Romanoff ordenó que le llevaran comida y una bebida caliente. Lo acercaron a una chimenea y, llorando y tiritando de frío, Jerónimo les contaba sobre el destino de Mayab. Todos miraron a Gamez, con gestos sombríos.

―Mi instinto no pudo ver esa terrible decisión ―Gamez sonaba preocupado―. Creo que Gates ya no planea nada, solamente toma las decisiones conforme van apareciendo las oportunidades.

―No puedo creerlo… ―Romanoff estaba tan confundido que su voz se escuchaba apagada―… todo este tiempo nos cuidamos más de Trump, y resulta que ayudamos a Gates a alcanzar su objetivo. ―El gesto de Romanoff pasó de la confusión a la ira. Dio un golpe con el puño hacia un escritorio―. ¡Maldito sicópata! Ahora debe pretender que le demos el perdón. ¡No hay castigo suficiente para este genocidio!

―¡Merece la muerte! ―Joe habló con los dientes apretados―. Por favor, díganme que ya no tiene redención y lo acabaré con mis propias manos.

―Aunque le demos muerte, él ya se salió con la suya. ―Nayelli señaló a Jerónimo―. Este pobre anciano es lo último que queda de la raza humana, con vida ya sólo hay mutantes … la raza humana como la conoció esta tierra ha quedado extinta.

―¿An…ciano? ―Jerónimo dejó incluso de tiritar al escuchar esa palabra.

―Están olvidando algo ―dijo Dalia―, estamos hablando de Donald Gates, un hombre que no se rinde ante nada. No creo que para él sea tan fácil como pedir indulgencia, si se ha molestado en enviar a este pobre diablo a sufrir de las inclemencias del tiempo para encontrarnos, es que quiere algo más.

―Me pidió que les diera esto ―Jerónimo entregó la memoria digital, la cual llevaron de inmediato a analizar al laboratorio de cómputo. Cuando se aseguraron de que no había peligro, abrieron el único archivo en ella. Una pantalla se abrió y Gates se vio en ella, sonriendo chocantemente.

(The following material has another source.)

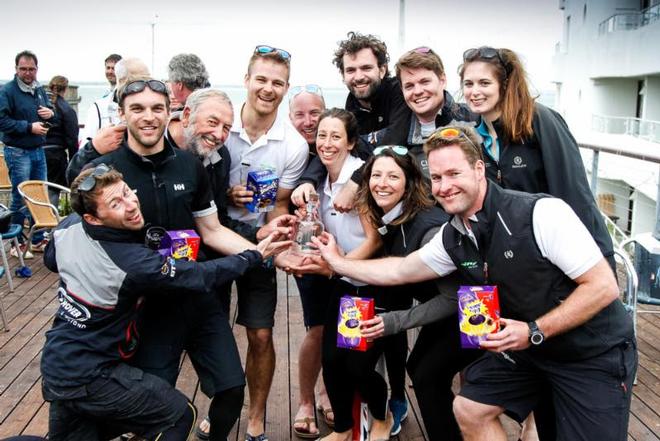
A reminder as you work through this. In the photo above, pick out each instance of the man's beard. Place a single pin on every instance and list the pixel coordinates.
(365, 95)
(195, 143)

―¿Al fin entregaron mi paquete? Por un momento dudé si hice bien en confiar esta misión a un inútil como el hijo de Emilio, pero veo que lo logró.

―¡Lo que has hecho no tiene nombre, Donald! ―gruñó Romanoff.

―Está loco si cree que permitiremos que se salga con la suya ―gruñó Nayelli.

―Oh, pero ya me salí con la mía. Todos esos despreciables humanos han muerto. Es la ley de la vida, los seres más evolucionados sobreviven, mientras que el resto queda condenado a la extinción.

―¿Qué es lo que quieres ahora, Donald? ―preguntó Dalia―. Conociéndote, sé que esto no es para pedir indulgencia.

―¿Indulgencia? ―Gates rio―. Quizá ahora no lo entiendan, pero cuando lo analicen me lo agradecerán.

―¿Agradecer qué? ―Sarik se abrió paso entre la gente―, ¿agradecer que mis abuelos murieran asfixiados en Ío?

―Son daños colaterales, pero lo que tengo que decir no lo discutiré más que con Romanoff y Joe.

―Estás solo, Donald ―dijo Romanoff―, y dudo mucho que tengas algo con qué amenazarnos.

―Claro que tengo con qué amenazarlos, querido amigo ―en ese momento, Gates cambió la señal, ahora en la pantalla se mostraba un búnker lleno de ciborgs uniformados, limpiando sus armas. La imagen regresó hacia Gates―. Sé que no habría podido meter a su ciudad ningún dispositivo de rastreo, pero ese humano demostró no ser del todo inútil al confirmarme que ustedes se encuentran en algún paraje de la antigua China. ¿Cuántos son en su ciudad?, ¿Cien a lo mucho? Mi ejército es ahora de ciento cincuenta ciborgs, todos ellos programados para obedecer y con un conjunto de habilidades que nadie posee más que Jason.

―¿Qué es lo que quieres, Donald? ―preguntó Romanoff, enérgico.

―Lo que quiero, sólo hablaré contigo y con Jason.

―Si va a hablar con Joe, yo también me quedaré ―gruñó Nayelli.

―Está bien ―Gates hizo un gesto de indiferencia―. Hagan al resto salir de esa sala.

Romanoff asintió y todos salieron del laboratorio. Mientras salía, Fernanda miró a Jerónimo. Sin las continuas reparaciones celulares de Antoine, su rostro estaba casi irreconocible, tantos años de parrandas, mujeres y alcohol y sin la ayuda de Antoine, Jerónimo se veía aún mayor de sus más de sesenta años.

―Muévete ―dijo Fernanda sin rastro de pena―comerás en otro lado.

―¡Fernanda! ―Jerónimo se fue hacia ella y se aferró a su brazo―. Dime, Fernanda… ¿tú crees que me veo viejo…?

―Sí ―Fernanda respondió empujándolo―, y mucho. Ahora camina.